That said, you can use arbitrary conversion in the custom_dict argument. In the README you'll see an example with US States, but the same mechanism would obviously work with region names as well. All you would need to do is supply a data.frame (maybe read from some CSV you found).

In the next release, there will also be a new countrycode_factory that makes it really easy for people to roll out their own functions: statecode, provincecode, regioncode or whatever.

I will try to include an example in the README eventually.

cjyetman commented 3 years ago

Since the data included in the package already has un.regionsub.code and un.regionsub.name, you could achieve this like...

library(countrycode)

custom_dict <- 
  unique(countrycode::codelist[, c("un.regionsub.code", "un.regionsub.name")])

countrycode(as.numeric("015"), origin = "un.regionsub.code", 
            destination = "un.regionsub.name", custom_dict = custom_dict)
#> [1] "Northern Africa"

You have to create a custom dictionary because countrycode() internally does not consider un.regionsub.code a valid origin code. I also coerced the input value to numeric so that it's in line with what the data has for un.regionsub.code.

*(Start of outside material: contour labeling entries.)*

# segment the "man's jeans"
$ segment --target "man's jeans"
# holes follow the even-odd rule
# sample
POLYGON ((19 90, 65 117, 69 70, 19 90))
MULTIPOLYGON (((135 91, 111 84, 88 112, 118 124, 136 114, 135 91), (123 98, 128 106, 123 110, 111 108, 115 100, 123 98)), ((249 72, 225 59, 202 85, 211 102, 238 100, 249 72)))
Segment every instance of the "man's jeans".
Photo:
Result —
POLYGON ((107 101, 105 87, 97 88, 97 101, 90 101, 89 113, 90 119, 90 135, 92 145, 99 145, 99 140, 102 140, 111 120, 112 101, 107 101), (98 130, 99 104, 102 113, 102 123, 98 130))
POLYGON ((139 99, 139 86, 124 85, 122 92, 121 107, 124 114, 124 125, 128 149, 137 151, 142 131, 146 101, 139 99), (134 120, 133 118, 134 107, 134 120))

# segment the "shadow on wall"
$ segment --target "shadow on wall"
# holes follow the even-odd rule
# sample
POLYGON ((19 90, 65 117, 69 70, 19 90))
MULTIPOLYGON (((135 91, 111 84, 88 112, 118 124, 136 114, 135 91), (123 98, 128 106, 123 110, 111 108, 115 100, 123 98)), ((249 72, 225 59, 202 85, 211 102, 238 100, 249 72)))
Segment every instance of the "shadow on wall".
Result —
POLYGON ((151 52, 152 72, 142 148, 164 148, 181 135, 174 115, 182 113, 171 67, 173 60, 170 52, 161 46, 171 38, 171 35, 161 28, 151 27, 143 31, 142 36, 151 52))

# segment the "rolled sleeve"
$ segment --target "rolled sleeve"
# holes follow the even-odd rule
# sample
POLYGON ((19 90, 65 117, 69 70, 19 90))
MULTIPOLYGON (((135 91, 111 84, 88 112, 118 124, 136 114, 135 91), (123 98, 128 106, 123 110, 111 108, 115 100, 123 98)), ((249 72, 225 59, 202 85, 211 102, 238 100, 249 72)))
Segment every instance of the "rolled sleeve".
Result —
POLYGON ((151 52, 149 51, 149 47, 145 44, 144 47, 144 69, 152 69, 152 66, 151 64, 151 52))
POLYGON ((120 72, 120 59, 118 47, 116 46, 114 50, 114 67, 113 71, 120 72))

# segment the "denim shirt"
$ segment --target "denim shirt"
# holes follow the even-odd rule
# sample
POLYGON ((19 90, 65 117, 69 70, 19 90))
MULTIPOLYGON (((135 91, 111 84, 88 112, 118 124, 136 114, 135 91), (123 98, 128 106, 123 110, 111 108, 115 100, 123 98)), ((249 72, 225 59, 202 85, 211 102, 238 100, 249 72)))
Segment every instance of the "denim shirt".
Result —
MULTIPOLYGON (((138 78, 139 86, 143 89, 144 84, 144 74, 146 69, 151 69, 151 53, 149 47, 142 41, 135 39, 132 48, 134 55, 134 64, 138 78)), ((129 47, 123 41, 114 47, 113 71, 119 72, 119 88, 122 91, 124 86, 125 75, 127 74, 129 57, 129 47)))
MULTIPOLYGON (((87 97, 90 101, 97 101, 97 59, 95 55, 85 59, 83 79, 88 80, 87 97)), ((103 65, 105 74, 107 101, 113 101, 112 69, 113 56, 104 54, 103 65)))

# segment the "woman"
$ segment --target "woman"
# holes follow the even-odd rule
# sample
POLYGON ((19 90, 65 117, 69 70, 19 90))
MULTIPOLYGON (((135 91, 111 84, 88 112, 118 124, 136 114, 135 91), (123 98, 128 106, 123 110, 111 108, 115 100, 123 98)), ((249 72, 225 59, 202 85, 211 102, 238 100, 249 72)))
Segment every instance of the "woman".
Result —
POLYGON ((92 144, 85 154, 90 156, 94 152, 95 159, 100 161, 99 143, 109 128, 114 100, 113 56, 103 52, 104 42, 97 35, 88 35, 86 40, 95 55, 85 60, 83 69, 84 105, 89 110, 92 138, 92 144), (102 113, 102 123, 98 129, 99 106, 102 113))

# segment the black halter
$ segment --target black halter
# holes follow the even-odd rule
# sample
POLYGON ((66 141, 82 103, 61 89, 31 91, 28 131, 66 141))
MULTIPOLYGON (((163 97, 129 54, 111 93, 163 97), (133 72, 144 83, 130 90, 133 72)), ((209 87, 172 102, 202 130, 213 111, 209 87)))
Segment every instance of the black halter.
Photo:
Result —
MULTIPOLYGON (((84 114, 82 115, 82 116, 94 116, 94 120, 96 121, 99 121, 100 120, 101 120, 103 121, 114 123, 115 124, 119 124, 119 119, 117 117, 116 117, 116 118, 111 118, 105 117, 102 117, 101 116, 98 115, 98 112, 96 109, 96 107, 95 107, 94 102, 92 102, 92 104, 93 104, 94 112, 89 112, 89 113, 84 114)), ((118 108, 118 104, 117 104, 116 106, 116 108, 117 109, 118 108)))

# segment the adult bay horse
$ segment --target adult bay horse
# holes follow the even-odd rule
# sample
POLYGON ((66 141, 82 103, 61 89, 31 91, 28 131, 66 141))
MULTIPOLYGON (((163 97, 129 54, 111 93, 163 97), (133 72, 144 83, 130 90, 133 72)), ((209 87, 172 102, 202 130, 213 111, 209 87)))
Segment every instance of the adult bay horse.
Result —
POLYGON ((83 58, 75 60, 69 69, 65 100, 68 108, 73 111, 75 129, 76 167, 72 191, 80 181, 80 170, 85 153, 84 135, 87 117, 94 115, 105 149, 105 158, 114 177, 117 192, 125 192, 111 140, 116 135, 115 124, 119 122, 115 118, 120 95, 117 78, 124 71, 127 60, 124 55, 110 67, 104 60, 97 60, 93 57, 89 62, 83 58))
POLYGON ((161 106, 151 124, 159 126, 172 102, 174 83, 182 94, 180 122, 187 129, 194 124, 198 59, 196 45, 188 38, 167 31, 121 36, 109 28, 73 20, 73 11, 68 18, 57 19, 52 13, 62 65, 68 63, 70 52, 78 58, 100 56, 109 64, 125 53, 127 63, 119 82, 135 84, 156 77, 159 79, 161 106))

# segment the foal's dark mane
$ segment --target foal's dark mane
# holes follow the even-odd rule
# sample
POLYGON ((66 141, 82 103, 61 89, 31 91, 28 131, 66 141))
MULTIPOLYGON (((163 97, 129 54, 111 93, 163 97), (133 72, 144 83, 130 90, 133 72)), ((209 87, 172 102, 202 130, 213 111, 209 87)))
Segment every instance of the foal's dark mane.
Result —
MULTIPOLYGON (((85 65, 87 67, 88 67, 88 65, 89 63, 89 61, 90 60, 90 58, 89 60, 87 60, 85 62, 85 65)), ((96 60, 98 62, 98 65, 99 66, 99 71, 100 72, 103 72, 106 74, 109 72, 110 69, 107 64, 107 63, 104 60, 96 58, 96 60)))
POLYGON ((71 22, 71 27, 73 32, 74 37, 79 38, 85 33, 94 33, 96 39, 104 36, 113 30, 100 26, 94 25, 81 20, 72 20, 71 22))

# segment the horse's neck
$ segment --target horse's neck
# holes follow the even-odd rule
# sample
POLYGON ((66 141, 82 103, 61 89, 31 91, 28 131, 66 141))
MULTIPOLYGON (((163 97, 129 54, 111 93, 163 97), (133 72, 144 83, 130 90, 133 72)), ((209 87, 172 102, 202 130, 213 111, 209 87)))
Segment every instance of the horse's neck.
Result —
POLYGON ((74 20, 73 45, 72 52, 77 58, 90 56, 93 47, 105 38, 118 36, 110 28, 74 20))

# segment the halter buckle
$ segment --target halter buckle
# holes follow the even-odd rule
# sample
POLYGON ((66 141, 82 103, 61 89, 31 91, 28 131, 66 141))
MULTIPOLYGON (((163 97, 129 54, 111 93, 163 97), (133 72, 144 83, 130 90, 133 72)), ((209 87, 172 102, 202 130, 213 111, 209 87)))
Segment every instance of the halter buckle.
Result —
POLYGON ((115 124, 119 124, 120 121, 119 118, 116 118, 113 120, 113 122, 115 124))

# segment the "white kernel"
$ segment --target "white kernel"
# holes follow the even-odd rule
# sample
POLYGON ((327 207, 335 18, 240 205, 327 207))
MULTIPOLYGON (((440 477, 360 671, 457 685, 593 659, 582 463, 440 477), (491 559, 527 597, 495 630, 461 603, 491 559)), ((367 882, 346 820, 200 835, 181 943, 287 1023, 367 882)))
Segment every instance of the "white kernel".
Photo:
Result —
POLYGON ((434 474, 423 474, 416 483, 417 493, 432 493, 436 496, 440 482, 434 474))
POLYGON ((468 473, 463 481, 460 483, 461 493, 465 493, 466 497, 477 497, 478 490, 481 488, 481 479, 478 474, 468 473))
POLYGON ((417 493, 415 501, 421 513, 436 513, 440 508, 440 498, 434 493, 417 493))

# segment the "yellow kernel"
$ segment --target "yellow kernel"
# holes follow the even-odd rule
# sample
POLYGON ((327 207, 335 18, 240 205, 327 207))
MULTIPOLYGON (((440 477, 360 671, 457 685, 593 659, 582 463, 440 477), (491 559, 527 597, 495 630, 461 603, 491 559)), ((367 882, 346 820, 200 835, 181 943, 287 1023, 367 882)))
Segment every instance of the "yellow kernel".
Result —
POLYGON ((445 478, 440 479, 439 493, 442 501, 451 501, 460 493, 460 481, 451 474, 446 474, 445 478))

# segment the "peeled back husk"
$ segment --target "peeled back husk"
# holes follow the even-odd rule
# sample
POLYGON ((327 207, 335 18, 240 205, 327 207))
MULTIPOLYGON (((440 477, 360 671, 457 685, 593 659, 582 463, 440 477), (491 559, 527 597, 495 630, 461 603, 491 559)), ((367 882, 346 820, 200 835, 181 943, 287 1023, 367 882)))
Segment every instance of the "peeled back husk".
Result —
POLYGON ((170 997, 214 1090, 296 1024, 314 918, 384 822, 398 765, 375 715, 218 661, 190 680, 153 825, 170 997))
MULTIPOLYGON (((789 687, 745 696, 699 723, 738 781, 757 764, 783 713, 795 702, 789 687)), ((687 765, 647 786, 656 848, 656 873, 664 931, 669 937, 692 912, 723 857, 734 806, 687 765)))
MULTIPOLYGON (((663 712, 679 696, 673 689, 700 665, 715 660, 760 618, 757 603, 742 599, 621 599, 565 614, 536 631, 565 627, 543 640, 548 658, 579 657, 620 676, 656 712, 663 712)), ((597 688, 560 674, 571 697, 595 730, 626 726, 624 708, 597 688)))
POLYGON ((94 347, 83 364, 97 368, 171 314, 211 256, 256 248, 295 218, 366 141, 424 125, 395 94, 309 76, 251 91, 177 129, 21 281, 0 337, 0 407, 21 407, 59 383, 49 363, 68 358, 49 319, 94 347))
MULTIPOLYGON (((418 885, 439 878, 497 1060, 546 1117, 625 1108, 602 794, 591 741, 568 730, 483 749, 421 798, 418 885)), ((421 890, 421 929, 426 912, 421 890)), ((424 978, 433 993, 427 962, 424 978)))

cjyetman commented 3 years ago

@vincentarelbundock should we consider auto-coercing mismatched sourcever and origin types?

vincentarelbundock commented 3 years ago

Yeah, that sounds useful. I don't have a general mechanism in mind (yet), but maybe we could leverage (and perhaps extend) the new dictionary attribute support.

vincentarelbundock commented 2 years ago

@courtiol thanks again for raising this issue. If you want to suggest a specific wording to include in the README or documentation, I will happily review and merge a pull request.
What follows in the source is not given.